Silvina Frana es una de las principales figuras políticas santafesinas desde hace ya varios años, en un medio y un partido que acarrea la fortísima impronta de Evita pero donde las mujeres siempre –como en casi todo ámbito– han tenido que luchar el doble que los hombres para ocupar lugares de preminencia y sostenerlos además. En octubre de 2018, cuando circulaba su nombre como potencial candidata a intendenta, la actual diputada nacional anticipaba: “Al peronismo no le sobra nadie, al contrario. Si logramos sumar a todos, creo que podemos volver a la Casa Gris y al gobierno de la ciudad”. Lo primero se produjo, lo segundo quedó lejos tras el fenómeno Jatón.

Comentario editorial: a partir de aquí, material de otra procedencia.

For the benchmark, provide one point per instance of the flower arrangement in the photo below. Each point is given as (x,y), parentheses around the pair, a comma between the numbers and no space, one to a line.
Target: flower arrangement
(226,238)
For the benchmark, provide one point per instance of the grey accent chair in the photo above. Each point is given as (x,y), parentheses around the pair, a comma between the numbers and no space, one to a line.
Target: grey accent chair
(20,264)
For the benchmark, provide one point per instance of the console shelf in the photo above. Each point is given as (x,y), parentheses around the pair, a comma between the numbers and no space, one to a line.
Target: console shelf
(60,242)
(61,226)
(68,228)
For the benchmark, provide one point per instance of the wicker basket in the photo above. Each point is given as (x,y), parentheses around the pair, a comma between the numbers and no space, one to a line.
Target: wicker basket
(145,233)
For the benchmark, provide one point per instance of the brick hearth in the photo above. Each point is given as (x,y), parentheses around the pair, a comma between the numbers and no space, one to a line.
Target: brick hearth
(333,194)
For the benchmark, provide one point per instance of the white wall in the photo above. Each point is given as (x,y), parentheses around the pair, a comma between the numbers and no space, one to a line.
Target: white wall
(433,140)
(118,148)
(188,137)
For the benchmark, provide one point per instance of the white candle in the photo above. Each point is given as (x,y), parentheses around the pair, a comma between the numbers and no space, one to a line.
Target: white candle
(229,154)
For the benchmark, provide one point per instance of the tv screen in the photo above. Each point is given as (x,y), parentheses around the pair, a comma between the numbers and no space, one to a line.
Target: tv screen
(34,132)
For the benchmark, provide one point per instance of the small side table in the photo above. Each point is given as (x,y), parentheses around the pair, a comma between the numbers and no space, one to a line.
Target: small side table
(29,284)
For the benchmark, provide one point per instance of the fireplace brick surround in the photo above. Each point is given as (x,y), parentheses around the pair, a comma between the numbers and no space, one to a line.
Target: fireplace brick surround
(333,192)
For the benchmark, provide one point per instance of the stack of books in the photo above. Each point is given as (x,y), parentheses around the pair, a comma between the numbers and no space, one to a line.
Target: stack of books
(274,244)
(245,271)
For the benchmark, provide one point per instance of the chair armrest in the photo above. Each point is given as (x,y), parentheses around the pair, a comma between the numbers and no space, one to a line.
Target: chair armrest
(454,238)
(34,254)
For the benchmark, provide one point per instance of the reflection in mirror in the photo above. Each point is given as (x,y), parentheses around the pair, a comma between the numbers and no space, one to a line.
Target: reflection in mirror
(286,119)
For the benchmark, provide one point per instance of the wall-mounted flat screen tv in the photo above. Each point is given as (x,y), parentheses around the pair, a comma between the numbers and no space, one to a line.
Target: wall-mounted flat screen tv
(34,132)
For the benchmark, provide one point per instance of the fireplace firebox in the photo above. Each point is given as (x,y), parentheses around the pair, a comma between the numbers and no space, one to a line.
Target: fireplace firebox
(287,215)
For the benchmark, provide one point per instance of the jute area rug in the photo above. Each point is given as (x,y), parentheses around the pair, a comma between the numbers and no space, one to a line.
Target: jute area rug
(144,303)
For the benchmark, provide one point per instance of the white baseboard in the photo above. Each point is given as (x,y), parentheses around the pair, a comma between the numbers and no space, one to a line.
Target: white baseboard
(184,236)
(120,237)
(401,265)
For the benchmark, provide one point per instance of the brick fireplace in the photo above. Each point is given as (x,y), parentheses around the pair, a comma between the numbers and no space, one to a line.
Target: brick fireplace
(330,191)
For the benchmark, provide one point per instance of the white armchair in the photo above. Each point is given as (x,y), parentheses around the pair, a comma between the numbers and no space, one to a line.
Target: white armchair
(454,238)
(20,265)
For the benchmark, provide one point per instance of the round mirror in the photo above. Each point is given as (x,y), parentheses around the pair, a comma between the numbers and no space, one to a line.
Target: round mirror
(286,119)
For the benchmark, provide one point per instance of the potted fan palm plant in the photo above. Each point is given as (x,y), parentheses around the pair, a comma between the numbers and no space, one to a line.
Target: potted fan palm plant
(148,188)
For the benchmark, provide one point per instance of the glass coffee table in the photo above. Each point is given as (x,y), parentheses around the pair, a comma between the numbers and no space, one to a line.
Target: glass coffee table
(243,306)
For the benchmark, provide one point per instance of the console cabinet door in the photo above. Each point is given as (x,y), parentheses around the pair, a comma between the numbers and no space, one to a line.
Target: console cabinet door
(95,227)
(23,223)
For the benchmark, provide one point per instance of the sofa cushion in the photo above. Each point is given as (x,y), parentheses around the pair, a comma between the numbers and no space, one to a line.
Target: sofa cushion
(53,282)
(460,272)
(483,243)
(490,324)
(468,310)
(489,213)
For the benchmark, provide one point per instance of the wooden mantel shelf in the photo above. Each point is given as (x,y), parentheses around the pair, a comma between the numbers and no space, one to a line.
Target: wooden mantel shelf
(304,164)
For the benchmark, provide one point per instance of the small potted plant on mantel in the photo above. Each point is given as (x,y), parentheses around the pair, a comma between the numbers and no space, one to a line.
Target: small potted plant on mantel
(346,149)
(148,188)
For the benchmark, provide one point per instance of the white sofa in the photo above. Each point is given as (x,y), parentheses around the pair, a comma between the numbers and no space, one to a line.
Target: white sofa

En esta nota, como parte de la mesa de transición que audita la gestión socialista y transmite las ideas y pedidos de Omar Perotti, la diputada provincial electa habla de lo que vendrá, de lo que fue y de su futuro político.

—Durante la gira de Alberto Fernández por Santa Fe, la que fue en dos etapas arrancando en Reconquista y terminando en Rosario, hubo una conferencia de prensa en donde pudimos obtener por parte de Omar Perotti una noción del enorme déficit operativo que el socialismo estaría dejando. Lifschitz no se cansa de repetir que dejan una provincia ordenada y en pleno funcionamiento. ¿Qué dice usted al respecto?

—En primer lugar el déficit está reconocido por el propio socialismo. Después podemos discutir algunos atenuantes, como los incumplimientos de la Nación con lo acordado en el Pacto Fiscal que el gobernador acompañó –solventar el déficit de la Caja de Jubilaciones año a año–, pero de ninguna manera eso resuelve la cuestión de fondo. La provincia va a cerrar su ejercicio económico 2019 con un déficit de más de 20 mil millones de pesos, esto no es sencillo de remontar pues el Estado tiene gastos estructurales que no son flexibles y deben cumplirse, así que esto hace pensar en la necesidad de buscar financiamiento para afrontar el arranque de la nueva gestión, que no es el financiamiento que a uno le gusta porque eso debería ser para cambiar estructuralmente la provincia, para hacer obras de envergadura. Realmente me preocupa el estado en que vamos a recibir la provincia, hay muchísimas demandas además de sectores del trabajo y productivos que son demandas al Estado y que no las puede cubrir el sector privado.

—Entonces, de acuerdo a los números que están viendo ahora, ¿están previendo que la provincia va a tener que salir a buscar financiamiento para gastos corrientes?

—Por lo que tenemos hasta el día de hoy, sí.

—¿Y qué características tendría ese financiamiento?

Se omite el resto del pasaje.